Cybercriminals Tampering with QR Codes

Updated: Apr 9

Think Twice About Scanning a QR Scan Code — It Might Be Fake

Straight from the FBI, a warning that “cybercriminals are generating QR scan codes that direct you to malicious websites.”

Cybercriminals tamper with both digital and physical QR codes to replace legitimate codes with malicious codes. A victim scans what they think to be a legitimate code, but the tampered code directs victims to a malicious site, which prompts them to enter login and financial information. Access to this victim information gives the cybercriminal the ability to potentially steal funds through victim accounts.

QR Codes

QR (Quick Response) codes have seen a rise since the Covid pandemic. A person can “scan” a code for everything from providing quick access to a website, download of an application, even order from a menu.

That square barcode that a smartphone camera can access may just be letting others access your accounts.

You could give the cybercriminal access to your funds or other information that can be compromised just by scanning the code.

However, there are a few precautions the FBI recommends you follow that can reduce your chances of falling victim to this scam:


  • Once you scan a QR code, check the URL to make sure it is the intended site and looks authentic. A malicious domain name may be similar to the intended URL but with typos or a misplaced letter.

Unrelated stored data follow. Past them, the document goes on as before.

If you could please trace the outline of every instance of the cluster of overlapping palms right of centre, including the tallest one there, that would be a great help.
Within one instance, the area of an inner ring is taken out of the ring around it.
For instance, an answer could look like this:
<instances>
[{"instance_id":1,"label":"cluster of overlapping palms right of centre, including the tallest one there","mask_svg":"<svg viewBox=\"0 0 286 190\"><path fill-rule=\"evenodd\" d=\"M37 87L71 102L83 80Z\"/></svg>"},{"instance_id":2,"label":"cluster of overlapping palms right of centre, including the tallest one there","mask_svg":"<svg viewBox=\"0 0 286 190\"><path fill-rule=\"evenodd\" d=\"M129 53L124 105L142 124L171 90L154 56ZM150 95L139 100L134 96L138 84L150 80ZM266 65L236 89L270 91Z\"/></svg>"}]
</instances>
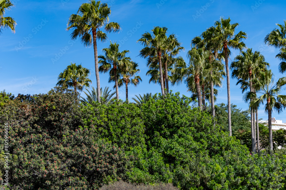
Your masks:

  • Practice caution when entering login, personal, or financial information from a site navigated to from a QR code.

  • If scanning a physical QR code, ensure the code has not been tampered with, such as with a sticker placed on top of the original code.

  • Do not download an app from a QR code. Use your phone’s app store for a safer download.

  • If you receive an email stating a payment failed from a company you recently made a purchase with and the company states you can only complete the payment through a QR code, call the company to verify. Locate the company’s phone number through a trusted site rather than a number provided in the email.

  • Do not download a QR code scanner app. This increases your risk of downloading malware onto your device. Most phones have a built-in scanner through the camera app.

  • If you receive a QR code that you believe to be from someone you know, reach out to them through a known number or address to verify that the code is from them.

  • Avoid making payments through a site navigated to from a QR code. Instead, manually enter a known and trusted URL to complete the payment.

If you believe you have been a victim of stolen funds from a tampered QR code, report the fraud to your local FBI field office. The FBI also encourages victims to report fraudulent or suspicious activities to the FBI Internet Crime Complaint Center.